(HUDSON, N.Y.) – Michael Chameides, chair of the Hudson Democratic Committee, offered this statement and analysis (originally posted to Facebook) of the curious situation wherein the Republican candidate for Common Council President will take office with only 40 percent of the vote:
Claudia DeStefano got less than half the votes, but she is the likely Common Council President. Let’s learn from our mistakes and create better, more strategic coalitions.
Victor Mendolia and Tom DePietro pulled votes from mostly the same people – splitting what could have been a majority of voters. Some people are blaming Victor and accusing him of being a spoiler. However, I think the spoiler debate misses the larger problem.
Tom intentionally entered the race as a third party candidate. When he submitted his petitions to be on the ballot, he knew he would be facing Victor on the Democratic line and Claudia on the Republican line. He knew that many voters vote for the Democratic candidate and therefore wouldn’t be voting for him. In order to win he would have to overcome two candidates plus party loyalty.
Things got easier for Tom’s campaign when Victor and the Hudson Democratic Committee publically supported Tom. There were press releases, social media posts, door and phone canvassing – all telling Democrat supporters to vote for Tom and *not* on the Democratic line.
Yet, the efforts weren’t enough. Many people still voted Democrat on Row A. If Victor hadn’t dropped out, Tom would have had even less votes. To say that Victor is the spoiler is missing the point. The race was pre-spoiled the moment it became a three-way race.

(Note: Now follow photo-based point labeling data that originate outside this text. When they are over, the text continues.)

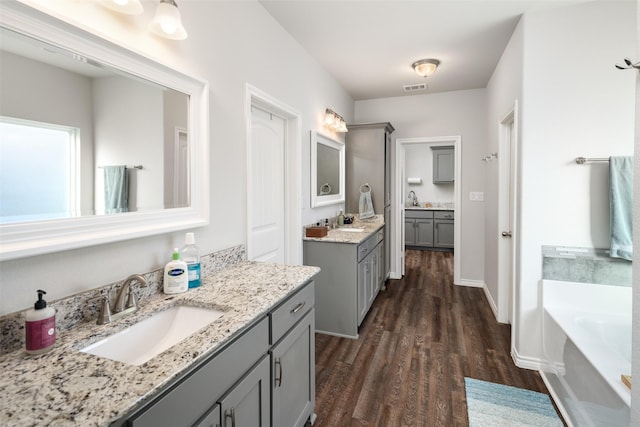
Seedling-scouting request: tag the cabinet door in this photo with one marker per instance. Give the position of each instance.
(212, 419)
(247, 404)
(424, 232)
(443, 165)
(409, 232)
(443, 233)
(293, 372)
(363, 288)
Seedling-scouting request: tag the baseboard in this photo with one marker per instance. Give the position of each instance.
(532, 363)
(470, 283)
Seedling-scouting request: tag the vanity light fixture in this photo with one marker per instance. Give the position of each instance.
(425, 67)
(128, 7)
(334, 121)
(167, 22)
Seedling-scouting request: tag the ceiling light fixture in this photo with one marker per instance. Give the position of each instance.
(334, 121)
(167, 22)
(425, 67)
(129, 7)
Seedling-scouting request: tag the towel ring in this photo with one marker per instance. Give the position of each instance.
(367, 186)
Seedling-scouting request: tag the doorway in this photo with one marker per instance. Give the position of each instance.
(507, 188)
(273, 180)
(398, 255)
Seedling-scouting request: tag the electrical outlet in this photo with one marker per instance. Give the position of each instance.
(476, 196)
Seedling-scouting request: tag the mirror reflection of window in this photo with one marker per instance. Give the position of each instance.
(38, 171)
(328, 178)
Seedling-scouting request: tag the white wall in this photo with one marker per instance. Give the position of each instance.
(230, 43)
(445, 114)
(573, 103)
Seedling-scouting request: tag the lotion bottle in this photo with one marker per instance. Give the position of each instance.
(176, 276)
(191, 255)
(40, 327)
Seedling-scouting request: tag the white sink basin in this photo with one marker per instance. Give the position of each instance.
(151, 336)
(352, 230)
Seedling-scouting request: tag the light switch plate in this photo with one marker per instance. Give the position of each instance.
(476, 196)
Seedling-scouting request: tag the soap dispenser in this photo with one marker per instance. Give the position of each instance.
(176, 275)
(40, 327)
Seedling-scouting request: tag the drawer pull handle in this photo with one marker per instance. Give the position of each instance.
(230, 414)
(298, 307)
(279, 379)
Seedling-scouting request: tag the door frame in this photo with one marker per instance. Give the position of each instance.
(398, 247)
(293, 170)
(507, 216)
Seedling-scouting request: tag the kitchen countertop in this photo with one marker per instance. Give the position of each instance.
(422, 208)
(68, 387)
(338, 235)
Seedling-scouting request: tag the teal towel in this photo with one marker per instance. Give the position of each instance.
(116, 189)
(621, 206)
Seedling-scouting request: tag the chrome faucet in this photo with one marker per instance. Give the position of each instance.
(414, 198)
(131, 300)
(120, 308)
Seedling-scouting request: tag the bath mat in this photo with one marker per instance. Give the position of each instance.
(490, 404)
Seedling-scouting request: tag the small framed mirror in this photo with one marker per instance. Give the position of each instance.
(327, 170)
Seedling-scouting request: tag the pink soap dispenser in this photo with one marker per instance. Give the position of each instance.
(40, 327)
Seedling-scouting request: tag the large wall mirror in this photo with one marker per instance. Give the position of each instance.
(97, 143)
(327, 170)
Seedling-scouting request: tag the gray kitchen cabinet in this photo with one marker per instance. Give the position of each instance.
(418, 228)
(426, 229)
(211, 419)
(348, 282)
(293, 367)
(443, 164)
(248, 402)
(443, 229)
(233, 387)
(368, 150)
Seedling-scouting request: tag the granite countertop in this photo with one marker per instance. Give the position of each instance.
(67, 387)
(339, 235)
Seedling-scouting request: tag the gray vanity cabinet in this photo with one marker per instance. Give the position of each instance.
(248, 402)
(293, 367)
(234, 386)
(443, 164)
(350, 278)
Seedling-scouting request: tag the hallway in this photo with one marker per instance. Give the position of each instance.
(422, 336)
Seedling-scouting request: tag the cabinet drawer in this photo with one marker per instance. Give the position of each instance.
(417, 214)
(184, 404)
(291, 311)
(443, 214)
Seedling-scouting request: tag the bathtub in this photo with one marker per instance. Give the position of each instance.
(586, 334)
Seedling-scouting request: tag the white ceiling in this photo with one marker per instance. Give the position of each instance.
(369, 46)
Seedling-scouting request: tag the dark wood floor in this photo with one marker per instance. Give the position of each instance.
(422, 336)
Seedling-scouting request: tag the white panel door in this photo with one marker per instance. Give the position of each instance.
(266, 212)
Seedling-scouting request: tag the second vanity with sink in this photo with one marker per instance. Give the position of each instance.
(247, 359)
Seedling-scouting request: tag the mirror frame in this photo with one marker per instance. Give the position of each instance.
(330, 199)
(19, 240)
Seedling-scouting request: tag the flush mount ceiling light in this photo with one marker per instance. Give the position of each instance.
(425, 67)
(129, 7)
(167, 22)
(334, 121)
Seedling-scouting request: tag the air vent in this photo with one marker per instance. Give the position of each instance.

Instead of criticizing Victor for not being better at educating the public not to vote on the Democrat line, we should be focusing on the decisions that led to a three-way race. In retrospect, Tom should have petitioned for the Democratic line and challenged Victor to a Primary. As a non-Democrat without the Democratic Committee support, it would have been difficult. But, I don’t think any more difficult than beating Victor and Claudia in a three-way race.

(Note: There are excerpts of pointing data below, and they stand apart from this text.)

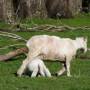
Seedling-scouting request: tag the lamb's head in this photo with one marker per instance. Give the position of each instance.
(82, 43)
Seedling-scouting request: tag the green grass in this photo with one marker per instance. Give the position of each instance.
(80, 69)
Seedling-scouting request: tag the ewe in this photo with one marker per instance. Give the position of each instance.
(53, 48)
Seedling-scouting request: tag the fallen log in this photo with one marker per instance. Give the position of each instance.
(13, 54)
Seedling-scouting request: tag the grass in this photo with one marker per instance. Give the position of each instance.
(80, 69)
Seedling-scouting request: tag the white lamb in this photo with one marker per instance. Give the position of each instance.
(37, 66)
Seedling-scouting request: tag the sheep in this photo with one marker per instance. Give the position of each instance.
(53, 48)
(37, 66)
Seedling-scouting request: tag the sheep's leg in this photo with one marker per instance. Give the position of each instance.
(30, 57)
(35, 72)
(68, 60)
(68, 68)
(42, 72)
(62, 70)
(23, 67)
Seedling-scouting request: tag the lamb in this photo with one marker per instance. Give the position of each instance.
(53, 48)
(37, 66)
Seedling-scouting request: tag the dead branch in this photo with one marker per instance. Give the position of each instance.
(13, 54)
(12, 35)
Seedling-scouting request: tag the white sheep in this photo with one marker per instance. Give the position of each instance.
(53, 48)
(37, 66)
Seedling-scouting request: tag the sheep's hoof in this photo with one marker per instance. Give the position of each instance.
(56, 74)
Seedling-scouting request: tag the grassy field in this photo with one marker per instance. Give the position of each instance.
(80, 69)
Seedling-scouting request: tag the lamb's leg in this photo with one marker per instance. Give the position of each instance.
(23, 67)
(68, 60)
(47, 72)
(42, 71)
(26, 61)
(35, 72)
(68, 68)
(62, 70)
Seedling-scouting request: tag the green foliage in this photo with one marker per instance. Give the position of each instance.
(80, 69)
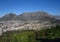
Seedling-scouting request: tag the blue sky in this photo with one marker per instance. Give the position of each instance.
(20, 6)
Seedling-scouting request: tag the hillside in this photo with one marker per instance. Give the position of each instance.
(49, 35)
(41, 16)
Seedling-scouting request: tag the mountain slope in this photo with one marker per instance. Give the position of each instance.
(41, 16)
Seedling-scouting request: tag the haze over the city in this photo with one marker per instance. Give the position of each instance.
(20, 6)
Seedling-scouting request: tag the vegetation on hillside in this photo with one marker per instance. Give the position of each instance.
(31, 35)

The Democratic Committee also made a mistake. We should have encouraged Tom to enter a primary. I regret that I didn’t steer the campaign in this direction. (Even if I had tried, Tom may have rejected my advice; he seemed to like the principle of running unaffiliated.) Either way, I made a mistake. And many of us made a mistake. There were advisors and strategists encouraging the three-way race, there were others who didn’t act fast enough to create a solution. We could roll back even farther and identify larger structural issues and missed opportunities. You combine these mistakes and you get to where we are now – we may have lost the Common Council President.
The lesson I take is that we need to be more thoughtful on how we craft the 2017 ballot. I need to be more active in building the party. And I need help identifying opportunities and pitfalls. Together we can build a strong coalition for even better results. This election cycle has generated so much excitement and passion. Please join me in moving forward.